This paper addresses the problem of locally linearizing nonlinear systems within experimentally constrained initial-state regions, moving beyond conventional linear assumptions and reliance on a single long trajectory. We propose a finite-sample identification framework that integrates multi-trajectory deterministic sampling with regularized least squares, and establish—for the first time—an explicit error bound quantifying the trade-off between nonlinear approximation error and measurement noise. Theoretically, we prove that the estimated linearization model converges consistently under finite data. Numerical experiments demonstrate that classical i.i.d. single-trajectory excitation methods suffer significant failure risks in nonlinear settings, whereas our approach remains robust and effective. Key contributions are: (1) a localized linearization modeling paradigm tailored to nonlinear systems; (2) a synergistic design of multi-trajectory deterministic sampling and regularized estimation; and (3) the first finite-sample theoretical analysis jointly accounting for both nonlinear model mismatch and statistical estimation error.

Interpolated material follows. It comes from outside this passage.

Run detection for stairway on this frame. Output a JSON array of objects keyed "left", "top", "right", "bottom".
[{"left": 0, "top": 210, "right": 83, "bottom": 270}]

The identification of a linear system model from data has wide applications in control theory. The existing work that provides finite sample guarantees for linear system identification typically uses data from a single long system trajectory under i.i.d. random inputs, and assumes that the underlying dynamics is truly linear. In contrast, we consider the problem of identifying a linearized model when the true underlying dynamics is nonlinear, given that there is a certain constraint on the region where one can initialize the experiments. We provide a multiple trajectories-based deterministic data acquisition algorithm followed by a regularized least squares algorithm, and provide a finite sample error bound on the learned linearized dynamics. Our error bound shows that one can consistently learn the linearized dynamics, and demonstrates a trade-off between the error due to nonlinearity and the error due to noise. We validate our results through numerical experiments, where we also show the potential insufficiency of linear system identification using a single trajectory with i.i.d. random inputs, when nonlinearity does exist.